Decreto nº 22426 DE 15/01/2024

Norma Municipal - Porto Alegre - RS - Publicado no DOM em 15 jan 2024

Regulamenta a Lei Complementar Nº 746/2014, que assegura aos candidatos negros à reserva de 20% (vinte por cento) das vagas oferecidas em concursos públicos, para provimento de cargos efetivos e empregos públicos nos órgãos da Administração Direta e nas entidades da Administração Indireta do Município.

O PREFEITO MUNICIPAL DE PORTO ALEGRE, no uso das atribuições que lhe confere o art. 94, incisos II e IV, da Lei Orgânica Municipal,

Considerando a Lei Federal nº 12.288, de 20 de julho de 2010, que institui o Estatuto da Igualdade Racial,

considerando os preceitos da Lei Complementar n.º 746, de 3 de novembro de 2014,

considerando o Decreto n.º 4.886, de 20 de novembro de 2003, que institui a Política Nacional de Promoção da Igualdade Racial (PNPIR),

considerando a Convenção Interamericana contra o Racismo, a Discriminação Racial e Formas Correlatas de Intolerância, aprovada pelo Decreto Legislativo nº 01, de 18 de fevereiro de 2021, e ratificada em 28 de maio de 2021,

considerando o julgamento da ADC nº 41, pelo Supremo Tribunal Federal, para considerar legítima a utilização de critérios subsidiários de heteroidentificação, além da autodeclaração,

DECRETA:

CAPÍTULO I - DISPOSIÇÕES GERAIS

Art. 1º Fica regulamentada a Lei Complementar nº 746, de 3 de novembro de 2014, nos termos deste Decreto.

Parágrafo único.

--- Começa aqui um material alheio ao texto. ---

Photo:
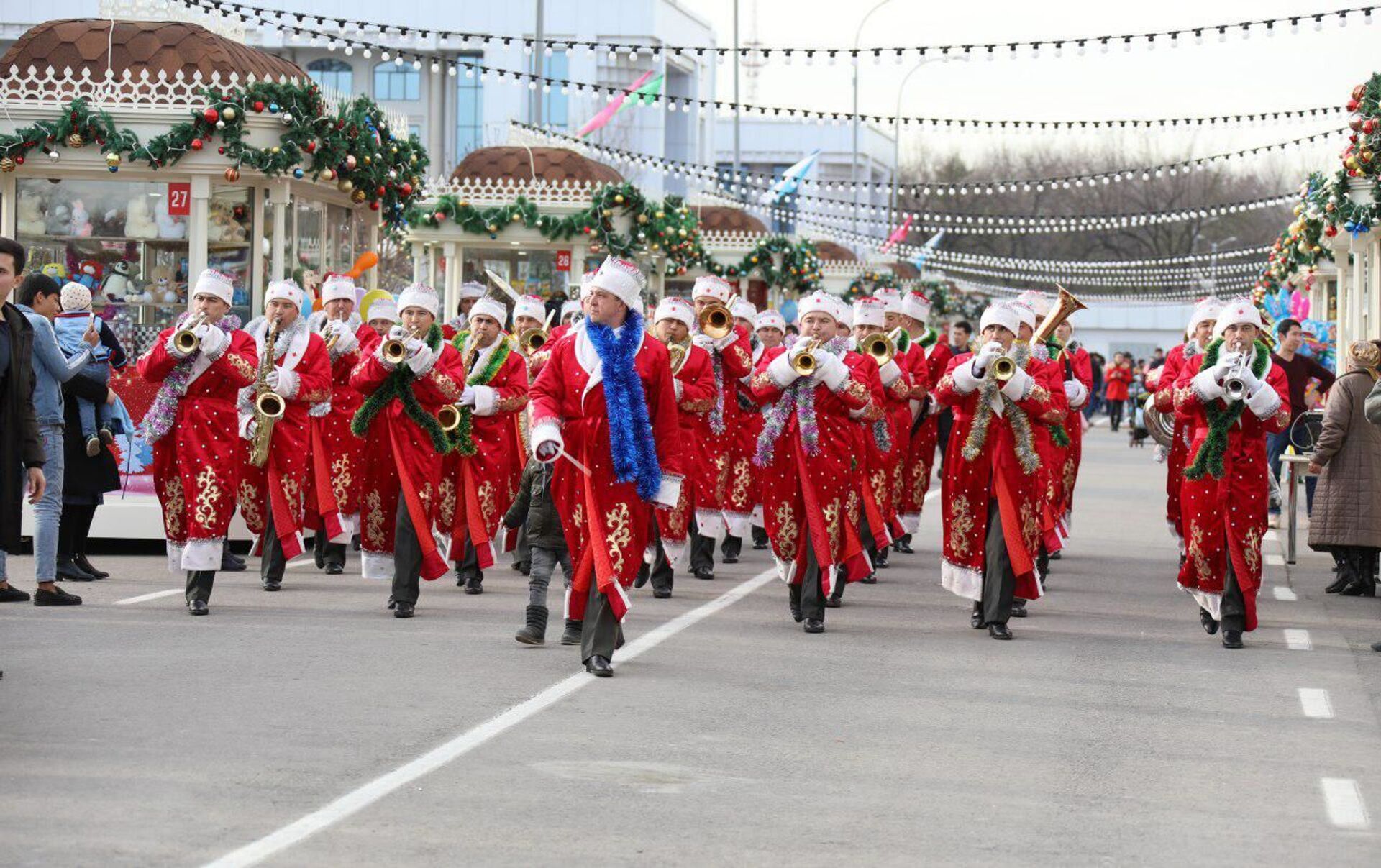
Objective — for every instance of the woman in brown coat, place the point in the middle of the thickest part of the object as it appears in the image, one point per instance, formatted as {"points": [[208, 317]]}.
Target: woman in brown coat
{"points": [[1346, 506]]}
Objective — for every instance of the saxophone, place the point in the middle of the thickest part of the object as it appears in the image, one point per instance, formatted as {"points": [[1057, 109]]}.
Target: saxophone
{"points": [[268, 405]]}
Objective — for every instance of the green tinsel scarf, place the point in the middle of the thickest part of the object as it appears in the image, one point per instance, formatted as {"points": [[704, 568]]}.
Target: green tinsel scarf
{"points": [[1221, 419], [399, 385]]}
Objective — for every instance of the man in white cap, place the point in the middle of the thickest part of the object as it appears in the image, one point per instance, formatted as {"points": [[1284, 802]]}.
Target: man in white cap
{"points": [[404, 447], [273, 495], [192, 426], [332, 504], [1232, 396], [731, 357], [693, 383], [483, 472], [605, 406], [807, 459], [1199, 332], [992, 490]]}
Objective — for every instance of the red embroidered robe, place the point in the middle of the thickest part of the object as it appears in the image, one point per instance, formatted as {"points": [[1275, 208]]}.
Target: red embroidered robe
{"points": [[196, 462], [1226, 518], [993, 475]]}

A reserva de vagas aos candidatos negros, nos concursos públicos para provimento de cargos efetivos e de empregos públicos nos órgãos da Administração Direta e nas entidades da Administração Indireta do Município de Porto Alegre, observará as disposições estabelecidas neste Decreto.

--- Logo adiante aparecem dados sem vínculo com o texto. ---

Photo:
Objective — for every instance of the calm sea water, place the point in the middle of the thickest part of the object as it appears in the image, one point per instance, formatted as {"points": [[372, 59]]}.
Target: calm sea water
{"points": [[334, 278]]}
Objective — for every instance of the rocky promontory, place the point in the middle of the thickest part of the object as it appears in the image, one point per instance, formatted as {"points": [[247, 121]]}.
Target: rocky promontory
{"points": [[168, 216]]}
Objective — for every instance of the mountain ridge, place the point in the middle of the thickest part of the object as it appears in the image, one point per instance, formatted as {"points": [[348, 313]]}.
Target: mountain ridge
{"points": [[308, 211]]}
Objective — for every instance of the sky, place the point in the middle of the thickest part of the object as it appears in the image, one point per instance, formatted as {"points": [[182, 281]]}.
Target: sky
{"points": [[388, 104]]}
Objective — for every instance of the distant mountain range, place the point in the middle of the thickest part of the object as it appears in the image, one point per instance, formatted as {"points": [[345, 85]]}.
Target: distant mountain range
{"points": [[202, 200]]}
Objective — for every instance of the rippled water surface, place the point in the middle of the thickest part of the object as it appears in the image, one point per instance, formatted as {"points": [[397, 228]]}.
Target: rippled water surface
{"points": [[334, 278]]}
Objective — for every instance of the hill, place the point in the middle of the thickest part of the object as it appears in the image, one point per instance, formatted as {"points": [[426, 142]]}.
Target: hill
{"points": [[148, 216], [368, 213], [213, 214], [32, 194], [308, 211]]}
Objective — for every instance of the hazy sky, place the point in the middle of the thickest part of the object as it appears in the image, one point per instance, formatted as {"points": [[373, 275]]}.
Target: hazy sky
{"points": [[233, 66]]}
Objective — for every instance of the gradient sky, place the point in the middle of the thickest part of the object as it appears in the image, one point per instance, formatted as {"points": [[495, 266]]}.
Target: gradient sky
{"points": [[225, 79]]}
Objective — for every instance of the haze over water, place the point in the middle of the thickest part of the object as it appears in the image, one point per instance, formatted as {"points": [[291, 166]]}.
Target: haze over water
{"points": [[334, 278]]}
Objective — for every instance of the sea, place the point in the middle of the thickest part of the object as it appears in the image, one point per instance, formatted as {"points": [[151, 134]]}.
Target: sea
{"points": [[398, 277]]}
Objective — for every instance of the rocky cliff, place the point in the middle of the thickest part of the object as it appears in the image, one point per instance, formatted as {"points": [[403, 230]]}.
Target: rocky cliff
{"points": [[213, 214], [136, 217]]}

Art. 2º Fica instituída a Comissão de Avaliação de Ingresso às Vagas Reservadas a Candidatos Negros.

Art. 3º A Comissão será constituída, majoritariamente, por pessoa negras e/ou pardas, representantes da administração municipal, indicados pelos respectivos titulares das pastas, e da sociedade civil, indicados por entidades ligadas ao movimento do povo negro, em regular funcionamento, reconhecidamente comprometidas com a causa antirracismo, com a seguinte composição:

I – 1 (um) servidor titular e 1 (um) suplente, detentor de cargo de provimento efetivo de Procurador Municipal, representante da Procuradoria-Geral do Município;

II – 1 (um) servidor titular e 1 (um) suplente, representante da Coordenação de Direitos e Promoção de Igualdade Racial (CDPIR), da Secretaria Municipal de Desenvolvimento Social (SMDS);

III – 1 (um) servidor titular e 1 (um) suplente, representante da Diretoria de Seleção e Provimento (DSP), da Secretaria Municipal de Administração e Patrimônio (SMAP);

IV – 2 (dois) membros titulares, e respectivos suplentes, representantes das entidades civis ligadas ao movimento do povo negro.

Art. 4º Os membros da comissão terão mandato de 2 (dois) anos.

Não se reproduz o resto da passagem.